株式会社誠建設工業(8995)
業績推移
詳細データ
事業プロファイル
人的資本
直近の外部環境への対応
競合・類似企業
競合・類似企業
AI事業分析
成長の質
★★★★★
売上は微増(+2.7%)だが、営業利益率が5.6%から0.6%へ急落しており、売上成長が利益に転化していない。成長の質は極めて低い。
財務健全性
★★★★★
営業利益率が0.6%と収益性の崩壊・営業CFが-7億円で純利益(0円)との乖離が著しく、キャッシュフロー品質が-1579%と悪化・自己資本比率57.3%は高いが、利益の蓄積が止まっている
経営品質
★★★★★
外部環境の悪化を強調する一方で、利益率の急落という経営成果に対する説明責任が不足している。
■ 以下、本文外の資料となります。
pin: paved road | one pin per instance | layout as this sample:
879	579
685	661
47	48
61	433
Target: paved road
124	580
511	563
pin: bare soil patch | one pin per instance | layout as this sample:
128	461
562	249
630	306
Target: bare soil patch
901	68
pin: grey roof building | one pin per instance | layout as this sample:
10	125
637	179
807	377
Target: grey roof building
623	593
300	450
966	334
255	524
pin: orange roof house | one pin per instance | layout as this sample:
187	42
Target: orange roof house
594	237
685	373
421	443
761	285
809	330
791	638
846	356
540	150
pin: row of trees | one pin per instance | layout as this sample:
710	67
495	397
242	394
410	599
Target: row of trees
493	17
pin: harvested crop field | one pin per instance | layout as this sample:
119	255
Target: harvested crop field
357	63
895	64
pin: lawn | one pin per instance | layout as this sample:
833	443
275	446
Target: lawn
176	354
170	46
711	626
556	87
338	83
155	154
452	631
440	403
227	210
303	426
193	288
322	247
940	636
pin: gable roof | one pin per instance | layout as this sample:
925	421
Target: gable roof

財務体質強化の宣言と実際の数値推移に大きな乖離がある。
競争優位(モート)
地域特化型・一貫体制持続性:中
堺市を中心とした南大阪での地盤と土地仕入れから販売までの一貫体制が強みだが、参入障壁が低く、地域限定のため規模の経済は限定的。
✦ 主要な強み
- 自己資本比率57.3%と高い財務の安定性
- 土地仕入れから販売までの一貫体制によるコスト競争力の維持可能性
- 南大阪地区における地盤の強固さ
⚠ 主要な懸念
- 営業利益率が0.6%と収益性の崩壊(前年比5.0ポイント低下)
- 営業CFが-7億円で、利益の質が極めて低い(CF/純利益比-1579%)
- 売上成長率2.7%に対し、利益成長が伴っていない非効率な成長
▼ 構造的リスク
- 地域限定(南大阪)による市場規模の天井と、新規参入による競争激化リスク
- 建築資材価格高騰という外部ショックに対して、価格転嫁やコスト削減余力が乏しい構造
- 少子化・団塊世代退職による需要減と、優秀な人材確保の難易度上昇による供給力低下のダブルパンチ
↗ 改善条件
- 建築資材価格高騰局面における、確実な価格転嫁またはサプライチェーンの再構築が実現すること
- 地盤強化地域以外への展開、または高付加価値化により、利益率を5%台へ回復させる販売戦略の転換
- 人材確保のための給与水準引き上げと、生産性向上による人件費対効果の改善
経営姿勢
責任転嫁傾向:高い(外部責任転嫁)
課題として「木材価格高騰」「景気動向」「金利変動」など外部要因を列挙しており、利益率急落の内部要因(コスト管理や販売戦略の失敗)への言及が薄い。
言行一致チェック
財務体質の強化と収益性改善
乖離直近の営業利益率が前年比5.0ポイント低下し0.6%に転落。営業CFも大幅なマイナスに転じている。
人材の確保・育成
不明平均年収555万円(直近)の推移データが不明だが、利益率低下とCF悪化により、人件費増や投資余力の不足が懸念される。